Parecia ter muitos inimigos; ser envolvida por ele era mais perigoso do que qualquer imprudência própria.
Xie Shiyuan percebeu sua incredulidade, mostrando-se insatisfeito. Ele já prometera proteger sua alma, e ela ainda não confiava? Realmente uma criança sem experiência.
Sem que Qin Shu notasse qualquer movimento, viu sua figura se tornar gradualmente difusa diante dela, até desaparecer.
Ela recostou-se no barril, sentindo o corpo preencher-se novamente de força. Inspirou, mergulhou a cabeça na água e soprou bolhas, repetindo várias vezes. Quando a água esfriou completamente e o poder medicinal se dissipou, saiu do barril; um círculo de energia espiritual envolveu seu corpo, secando a roupa aderida.
Esticou-se, notando que ainda era cedo. Se descansasse agora, desperdiçaria tempo; talvez fosse ao Salão das Escrituras?
Preparava-se para sair quando uma borboleta dourada familiar apareceu diante da barreira de proteção. Qin Shu a abriu, e a borboleta entrou, queimando-se completamente diante dela.
Logo, ouviu a voz do mestre: “Shu, venha ao meu salão.”
Pronto, a visita ao Salão das Escrituras teria de esperar. Recitou a fórmula que encurta distâncias, dispersou energia espiritual e correu honestamente para o outro lado da montanha. De qualquer modo, precisava fortalecer o corpo; correr mais não faria mal, só seria mais lento, mas o mestre saberia esperar.
O Mestre Lingxu tomava chá espiritual sem sabor, ainda sem ver Qin Shu chegar.
“O que Shu anda fazendo? Por que demora tanto?” perguntou Lingxu.
Cheng Yan pensou um pouco e respondeu: “A irmã tem preparado muitos elixires; agora há grande sobra de elixir de reforço e de velocidade em nossa seita.”
“Ela passou meses preparando elixires?” Lingxu ficou surpreso; nunca vira discípula tão dedicada.
“Sim. Agora ela prepara tantos que inventou um método para fazer duas fornadas ao mesmo tempo.” Cheng Yan demonstrava admiração.
Lingxu, após centenas de anos preparando elixires, também conseguia fazer duas fornadas simultâneas — mas era questão de hábito. Qin Shu, ao todo, mal tinha meio ano de prática; realmente, era um prodígio.
“E a Pluma Escarlate?
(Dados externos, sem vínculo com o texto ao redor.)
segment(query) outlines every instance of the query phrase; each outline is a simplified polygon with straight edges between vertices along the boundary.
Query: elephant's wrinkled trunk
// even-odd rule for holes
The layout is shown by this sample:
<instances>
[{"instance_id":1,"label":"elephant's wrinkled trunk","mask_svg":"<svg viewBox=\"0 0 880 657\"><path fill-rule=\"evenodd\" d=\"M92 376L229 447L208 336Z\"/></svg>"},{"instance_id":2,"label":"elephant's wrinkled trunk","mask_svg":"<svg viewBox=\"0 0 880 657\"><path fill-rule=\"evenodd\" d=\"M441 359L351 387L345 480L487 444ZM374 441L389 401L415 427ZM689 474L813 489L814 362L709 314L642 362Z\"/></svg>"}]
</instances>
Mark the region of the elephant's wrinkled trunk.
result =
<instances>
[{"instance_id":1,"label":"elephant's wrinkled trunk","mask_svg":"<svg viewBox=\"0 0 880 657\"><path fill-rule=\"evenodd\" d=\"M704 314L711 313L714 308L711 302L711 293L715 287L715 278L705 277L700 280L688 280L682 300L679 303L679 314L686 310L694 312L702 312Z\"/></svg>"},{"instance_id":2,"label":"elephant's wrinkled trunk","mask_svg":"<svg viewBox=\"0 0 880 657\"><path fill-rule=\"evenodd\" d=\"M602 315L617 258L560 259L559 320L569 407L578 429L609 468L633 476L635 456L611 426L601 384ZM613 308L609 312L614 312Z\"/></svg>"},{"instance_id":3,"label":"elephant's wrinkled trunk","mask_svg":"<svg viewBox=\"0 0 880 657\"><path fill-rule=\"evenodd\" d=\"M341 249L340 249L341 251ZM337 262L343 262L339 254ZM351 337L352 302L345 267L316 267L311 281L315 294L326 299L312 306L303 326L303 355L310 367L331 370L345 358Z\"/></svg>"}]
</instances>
Não está também preparando elixires, certo?” perguntou Lingxu.
Cheng Yan inclinou-se, respondendo: “Mestre, acertou. Pluma Escarlate tem passado os últimos dois meses no salão de elixires, e junto com Qin Shu criou uma estratégia de tarefas claras: preparam elixires para os discípulos, mas ficam com uma parte.”
Lingxu ficou perplexo.
“Esse método foi ideia de Shu, não foi?” perguntou o mestre.
Pluma Escarlate era direta e orgulhosa; dificilmente teria pensado nisso por si só.